If they were available on the desktop for use as temporary storage locations for current work, I'd possibly find them handy. But in the cramped dock, they're not particularly useful. That they've removed one-click shortcuts to open a folder in Finder is also a bit of a kick in the knackers, not to mention losing the drill-down context-menu. Mind you, I'm not going to miss that quite so much now that the Finder is as fast as a rocket-propelled whippet.
Overall, the Dock's lost a few coolness points for me, Stacks haven't earnt any, but Finder gets several gazillion for working so damn well. I love how network browsing and connecting are implemented - especially with screen-sharing right in there too.
Address Book gets a minus-several-billion coolness penalty due to its loss of Bluetooth phone integration. However, the new Address Book app bundle does contain some Bluetooth icons and the AB prefs file contains a couple of bluetooth references, so perhaps all is not lost for future point-releases.
I'm pretty happy with Leopard other than the faults I've outlined above. It's certainly a solid release. I'm mostly looking forward to what those wonderful 3rd-party developers do with the new APIs. That's one of the best things about the Mac developer community. It's usually pretty short-order between Apple giving them new and better toys to play with, and us getting some great apps that use them!
gkroeger said:
2. No Carbon 64-bit APIs. It's all well and good to push Cocoa and Obj-C, but if cross-platform developers drop the Mac it will hurt Apple. If Adobe and MS leave, you can kiss the Mac goodbye.

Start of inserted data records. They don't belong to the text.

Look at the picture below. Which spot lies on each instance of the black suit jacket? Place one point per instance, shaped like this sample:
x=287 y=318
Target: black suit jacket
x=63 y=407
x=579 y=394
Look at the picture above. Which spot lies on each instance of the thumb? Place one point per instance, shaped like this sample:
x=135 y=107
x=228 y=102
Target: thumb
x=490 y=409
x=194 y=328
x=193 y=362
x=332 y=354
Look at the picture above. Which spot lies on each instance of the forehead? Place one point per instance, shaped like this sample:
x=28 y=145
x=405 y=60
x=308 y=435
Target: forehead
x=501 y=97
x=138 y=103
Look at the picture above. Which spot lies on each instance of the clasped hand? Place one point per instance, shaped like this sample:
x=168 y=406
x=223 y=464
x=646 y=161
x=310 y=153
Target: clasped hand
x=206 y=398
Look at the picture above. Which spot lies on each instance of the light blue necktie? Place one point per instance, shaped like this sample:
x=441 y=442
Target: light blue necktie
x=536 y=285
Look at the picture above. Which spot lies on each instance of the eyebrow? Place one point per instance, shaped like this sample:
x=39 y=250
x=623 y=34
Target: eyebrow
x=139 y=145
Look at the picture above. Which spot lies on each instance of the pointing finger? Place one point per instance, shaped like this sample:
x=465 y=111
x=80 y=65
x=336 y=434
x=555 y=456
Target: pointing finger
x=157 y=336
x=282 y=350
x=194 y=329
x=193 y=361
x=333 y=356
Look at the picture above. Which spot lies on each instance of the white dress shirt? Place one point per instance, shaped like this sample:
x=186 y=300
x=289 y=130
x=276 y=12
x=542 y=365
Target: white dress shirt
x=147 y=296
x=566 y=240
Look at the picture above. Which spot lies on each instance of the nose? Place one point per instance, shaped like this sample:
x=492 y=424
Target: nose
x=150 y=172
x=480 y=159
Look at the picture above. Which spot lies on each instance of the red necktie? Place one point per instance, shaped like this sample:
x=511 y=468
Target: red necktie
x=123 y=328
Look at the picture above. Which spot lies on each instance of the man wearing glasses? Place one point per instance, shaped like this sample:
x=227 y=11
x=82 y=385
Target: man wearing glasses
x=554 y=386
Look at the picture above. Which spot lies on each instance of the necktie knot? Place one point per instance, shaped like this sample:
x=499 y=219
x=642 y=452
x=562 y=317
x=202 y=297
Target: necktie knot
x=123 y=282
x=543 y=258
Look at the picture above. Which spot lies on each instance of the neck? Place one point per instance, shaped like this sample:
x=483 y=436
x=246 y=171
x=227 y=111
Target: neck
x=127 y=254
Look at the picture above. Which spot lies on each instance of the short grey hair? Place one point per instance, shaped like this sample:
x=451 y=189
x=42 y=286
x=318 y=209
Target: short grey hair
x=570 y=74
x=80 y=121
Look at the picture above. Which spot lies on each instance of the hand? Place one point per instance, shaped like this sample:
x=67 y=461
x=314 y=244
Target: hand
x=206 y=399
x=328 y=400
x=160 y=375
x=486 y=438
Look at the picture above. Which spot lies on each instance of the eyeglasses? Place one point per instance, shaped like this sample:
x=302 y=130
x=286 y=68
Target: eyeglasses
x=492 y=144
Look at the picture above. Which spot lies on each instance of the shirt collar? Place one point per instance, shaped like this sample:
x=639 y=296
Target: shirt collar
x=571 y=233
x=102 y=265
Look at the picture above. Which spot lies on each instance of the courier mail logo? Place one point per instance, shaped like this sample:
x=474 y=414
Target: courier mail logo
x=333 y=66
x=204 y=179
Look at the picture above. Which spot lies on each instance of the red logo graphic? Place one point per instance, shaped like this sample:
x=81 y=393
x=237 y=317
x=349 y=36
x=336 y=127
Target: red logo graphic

True. But the 32-bit Carbon APIs won't disappear any time soon. I think it's been pretty clear since Tiger's launch that Apple's intention has been to gradually re-implement Carbon routines in Cocoa, in a manner consistent with Cocoa's design and approach. If Adobe and MS want to grow the capabilities of their apps along with the capabilities of OS X, they're going to have to bite this particular bullet anyway. At least they're both now rid of CodeWarrior, having moved to Xcode for Universal Binary support. Apple's extension of Cocoa to cover what Carbon does is going to be a gradual thing, hopefully gradual enough that Carbon-heavy developers can move with them at a similar pace.